I clutch the teacup. “I’ve been in line since the drone parade ended.”
“Drone parades are irrelevant,” J. Vega says. “Platform rules: if you step out, you lose your spot.” He gestures to the holographic sign above the audit tent: YOUR PAST IS A CLOUD. BACKUP OR FORFEIT.
Testimony Fragment – Nurse’s Station, 3:14 AM
The patient’s daughter asked me to adjust the morphine. “Just enough,” she said, “so he doesn’t choke on his own breath.” I did it. I always do. But the audit will show my hands trembling. The daughter’s gratitude. The way she slid the envelope under my door.
My partner thinks I left nursing because of the paperwork.
Social Media Post – @HeartHawk88 (deleted account)
Just leased 40GB of grief! Lighter than a cloud, y’all. #MemoryIsInformation #CleanSlate
The tent flaps. A woman in a moth-eaten cardigan ushers me in. Her name tag: Auditor M. Okoro. She holds a tablet displaying my memory file—a jigsaw of highlight reels and redacted shadows.
“You want to confirm the dosage,” she says, not a question.

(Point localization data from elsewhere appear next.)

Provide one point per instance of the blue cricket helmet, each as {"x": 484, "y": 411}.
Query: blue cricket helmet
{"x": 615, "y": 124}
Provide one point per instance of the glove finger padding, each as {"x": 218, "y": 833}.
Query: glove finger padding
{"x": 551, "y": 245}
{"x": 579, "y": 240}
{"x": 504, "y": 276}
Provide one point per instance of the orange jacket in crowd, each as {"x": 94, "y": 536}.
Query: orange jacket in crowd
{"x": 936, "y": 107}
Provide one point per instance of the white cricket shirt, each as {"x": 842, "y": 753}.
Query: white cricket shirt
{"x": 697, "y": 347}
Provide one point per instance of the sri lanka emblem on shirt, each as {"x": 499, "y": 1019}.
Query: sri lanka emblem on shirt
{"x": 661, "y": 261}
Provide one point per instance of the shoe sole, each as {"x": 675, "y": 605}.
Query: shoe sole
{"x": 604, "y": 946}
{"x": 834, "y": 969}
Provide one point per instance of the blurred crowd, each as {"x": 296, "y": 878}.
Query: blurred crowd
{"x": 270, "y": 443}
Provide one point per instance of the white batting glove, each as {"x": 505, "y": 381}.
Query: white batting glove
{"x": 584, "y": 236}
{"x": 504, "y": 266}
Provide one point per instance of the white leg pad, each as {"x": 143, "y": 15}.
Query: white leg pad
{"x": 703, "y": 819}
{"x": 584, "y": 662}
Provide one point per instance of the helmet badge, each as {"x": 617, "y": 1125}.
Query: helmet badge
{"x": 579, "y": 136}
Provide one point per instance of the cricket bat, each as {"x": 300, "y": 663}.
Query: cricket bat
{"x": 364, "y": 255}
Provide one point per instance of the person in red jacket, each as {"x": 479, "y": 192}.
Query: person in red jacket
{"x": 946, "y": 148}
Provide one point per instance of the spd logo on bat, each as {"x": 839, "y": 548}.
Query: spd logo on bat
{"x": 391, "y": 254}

“I want to know if I’m a murderer.”
She zooms in on a fragment: me, administering the shot. The patient’s face, peaceful. The daughter’s lips brushing my cheek. “This is the third audit this month,” M. Okoro says. “You know the fee increases with each request.”
Outside, J. Vega shouts at a teenager trying to cut. “Queue order is sacred! Ask the woman with the teacup!”
Inventory of What I Withheld
1. The daughter’s envelope (still unopened, $800 in crumpled twenties)
2. The voicemail my partner left after I pawned my wedding ring
3. The fact that I leased the memory first, then the guilt
M. Okoro leans forward. “You didn’t kill him. You eased him. The audit confirms it.”
I reach for the teacup. “Then why do I still feel like a thief?”
“Guilt isn’t data,” she says. “It’s a habit.”
The tent fills with the smell of fried plantains. Through the flap, I see my partner waiting by the cotton candy stall, holding two pink fluffs. She waves. I wave back.
J. Vega thrusts a contract under my nose. “Lease the memory again. Or delete it. But choose now. The queue is getting restless.”
My partner’s voice carries over the crowd: “You okay?”
I think of the daughter’s envelope, the weight of it in my tote. The teacup’s chip, sharp as a confession.
“I don’t want proof,” I say.
M. Okoro raises an eyebrow.
“I want to keep the guilt,” I say. “But I want to keep her, too.”
The auditor nods. “Then stop auditing. Start living.”
J. Vega snorts. “Sentimentalists clog the queue.”
My partner squeezes my hand. The teacup bumps against my shin, a second heart.
Final Entry – Voice Memo (Unsent)
Dear Daughter,
I kept the money. I know you’ll never audit me. But I want you to know—I dream about your father. He’s always sipping tea from a broken cup. It’s blue. I think he’s happy.
—The Nurse
“Next!” J. Vega barks.
The queue shuffles forward, indigestive and endless. My partner and I walk toward the exit, the teacup’s chip biting through the tote, a tiny penance.
“You’d tell me,” she says, “if you were drowning again?”
I hand her the receipt from the gift shop. “I’m already telling you.”
She pockets it without question.
The last thing I hear is M. Okoro, calling after me: “The minimal cell fact sheet says life is just information. But sometimes, information is just a story we keep editing.”
The cotton candy melts on our tongues, sweet and dissolving.